North Carolina State Sen. Trudy Wade’s battle to eliminate public notice in newspapers is set to move to a new front this week. According to the News & Record, the state legislature is expected to consider a local version of her public notice bill when it reconvenes on Wednesday.

Wade’s previous public notice bills have been state legislation. Even her measure that was vetoed in July by Gov. Roy Cooper — which had been amended minutes before it passed to focus solely on Guilford County — was a North Carolina bill. Like that bill, her latest effort would affect only Guilford County, but it has been written as a piece of local legislation. Local legislation can’t be vetoed by the governor.

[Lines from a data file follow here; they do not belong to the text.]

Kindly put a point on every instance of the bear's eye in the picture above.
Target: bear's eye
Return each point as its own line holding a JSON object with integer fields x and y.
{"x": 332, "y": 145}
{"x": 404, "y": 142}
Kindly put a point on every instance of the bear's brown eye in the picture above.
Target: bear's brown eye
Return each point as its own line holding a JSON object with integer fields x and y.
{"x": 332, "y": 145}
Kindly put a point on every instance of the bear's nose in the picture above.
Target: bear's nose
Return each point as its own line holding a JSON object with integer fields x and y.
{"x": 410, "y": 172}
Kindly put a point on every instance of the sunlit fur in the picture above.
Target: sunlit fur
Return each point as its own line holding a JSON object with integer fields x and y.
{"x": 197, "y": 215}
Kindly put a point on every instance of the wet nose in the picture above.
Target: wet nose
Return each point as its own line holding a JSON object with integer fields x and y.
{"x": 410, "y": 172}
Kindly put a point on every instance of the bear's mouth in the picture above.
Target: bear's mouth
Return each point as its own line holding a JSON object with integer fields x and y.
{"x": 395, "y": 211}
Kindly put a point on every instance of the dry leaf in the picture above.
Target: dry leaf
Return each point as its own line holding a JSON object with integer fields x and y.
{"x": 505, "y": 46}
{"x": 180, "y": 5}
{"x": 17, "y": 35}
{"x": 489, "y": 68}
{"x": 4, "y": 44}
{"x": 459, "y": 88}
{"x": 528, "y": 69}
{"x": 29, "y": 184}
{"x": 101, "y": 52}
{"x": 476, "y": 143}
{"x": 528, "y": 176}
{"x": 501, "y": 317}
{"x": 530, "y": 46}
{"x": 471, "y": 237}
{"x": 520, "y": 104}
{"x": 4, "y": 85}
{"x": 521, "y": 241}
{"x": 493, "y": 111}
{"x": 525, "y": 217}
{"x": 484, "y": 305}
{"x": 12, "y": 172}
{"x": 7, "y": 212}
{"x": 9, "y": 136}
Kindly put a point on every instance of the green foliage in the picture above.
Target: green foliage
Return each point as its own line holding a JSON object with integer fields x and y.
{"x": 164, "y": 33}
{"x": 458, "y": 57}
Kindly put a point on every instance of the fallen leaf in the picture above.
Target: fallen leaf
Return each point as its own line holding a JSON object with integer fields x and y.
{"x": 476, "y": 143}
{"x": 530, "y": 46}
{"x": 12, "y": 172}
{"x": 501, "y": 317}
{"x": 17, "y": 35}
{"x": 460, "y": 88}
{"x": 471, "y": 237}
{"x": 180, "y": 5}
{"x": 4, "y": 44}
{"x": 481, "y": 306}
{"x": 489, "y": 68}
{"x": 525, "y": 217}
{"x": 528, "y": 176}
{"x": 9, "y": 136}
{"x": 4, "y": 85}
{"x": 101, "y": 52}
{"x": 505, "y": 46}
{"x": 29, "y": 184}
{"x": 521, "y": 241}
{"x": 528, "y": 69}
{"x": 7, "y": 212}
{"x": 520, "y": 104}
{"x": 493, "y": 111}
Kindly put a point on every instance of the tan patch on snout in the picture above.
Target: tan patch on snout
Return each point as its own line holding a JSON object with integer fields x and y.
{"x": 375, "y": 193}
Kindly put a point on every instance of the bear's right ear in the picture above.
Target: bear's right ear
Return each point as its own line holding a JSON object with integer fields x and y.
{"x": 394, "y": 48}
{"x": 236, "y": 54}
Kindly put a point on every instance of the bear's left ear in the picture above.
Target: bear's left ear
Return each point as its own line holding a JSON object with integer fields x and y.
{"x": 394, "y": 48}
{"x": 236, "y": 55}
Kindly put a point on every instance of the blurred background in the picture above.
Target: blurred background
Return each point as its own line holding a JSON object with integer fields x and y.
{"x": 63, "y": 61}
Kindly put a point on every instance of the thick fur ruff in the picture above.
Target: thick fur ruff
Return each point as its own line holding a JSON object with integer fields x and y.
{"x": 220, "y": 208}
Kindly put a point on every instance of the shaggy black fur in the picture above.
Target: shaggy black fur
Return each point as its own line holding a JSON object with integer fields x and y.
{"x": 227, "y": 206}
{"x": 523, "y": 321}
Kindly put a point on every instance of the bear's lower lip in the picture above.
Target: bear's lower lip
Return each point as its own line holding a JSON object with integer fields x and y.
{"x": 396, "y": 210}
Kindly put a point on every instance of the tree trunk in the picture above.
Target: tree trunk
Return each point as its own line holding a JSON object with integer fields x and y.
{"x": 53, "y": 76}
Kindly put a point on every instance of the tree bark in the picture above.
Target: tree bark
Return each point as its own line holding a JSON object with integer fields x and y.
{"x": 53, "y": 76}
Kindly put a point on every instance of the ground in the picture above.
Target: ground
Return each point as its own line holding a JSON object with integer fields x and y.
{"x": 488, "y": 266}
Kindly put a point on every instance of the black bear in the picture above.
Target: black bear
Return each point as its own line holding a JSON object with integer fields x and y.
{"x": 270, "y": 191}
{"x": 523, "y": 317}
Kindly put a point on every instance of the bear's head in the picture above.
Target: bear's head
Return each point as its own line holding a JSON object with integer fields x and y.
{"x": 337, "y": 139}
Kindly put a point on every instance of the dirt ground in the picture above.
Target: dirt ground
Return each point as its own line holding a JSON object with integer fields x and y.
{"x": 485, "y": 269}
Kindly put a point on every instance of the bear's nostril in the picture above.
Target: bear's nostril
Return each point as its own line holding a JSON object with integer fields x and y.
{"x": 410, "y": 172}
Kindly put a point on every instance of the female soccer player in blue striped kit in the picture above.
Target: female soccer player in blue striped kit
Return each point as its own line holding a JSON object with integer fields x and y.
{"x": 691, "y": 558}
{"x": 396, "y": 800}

The details of the new bill haven’t been unveiled, but observers expect it to be similar to the vetoed bill. That legislation would have moved court-ordered legal notices in Guilford to the county government’s website and authorized local government units in the county to move their notices from newspapers to the county website or to their own websites. The vetoed bill also would have allowed the county to charge private parties and other government units for the notices published on its site.

Legislation eliminating newspaper notice has cleared the North Carolina Senate by wide margins on several previous occasions. Observers expect the new, Guilford County-only bill to pass the Senate again this week. So if there’s a close vote we can expect to see it in the House, which until this year had blocked Wade’s previous attempts to curtail public notice. However, the News & Record — which is based in Wade’s hometown of Greensboro, the Guilford County seat — notes that its interviews with Wade’s Republican colleagues from other parts of the state indicate that even those who support newspaper notice would be reluctant to buck her on this new, local bill.

“The small-town newspapers that I work with are very important in getting the word out: I’m not in favor of doing that to the small-town papers,” state Rep. Larry Yarborough (R-Roxboro) told the News & Record. “But Trudy Wade has been pushing for this for a long time. And she certainly seems to think that it would save her local governments a lot of money.”

The GOP holds a 74-46 majority over the Democratic Party in the House. 

The News & Record also notes that the state’s counties and cities have few home-rule powers and that “(t)he technique of tailoring laws to local jurisdictions is not unique nationally, but North Carolina relies on it more heavily than many states.”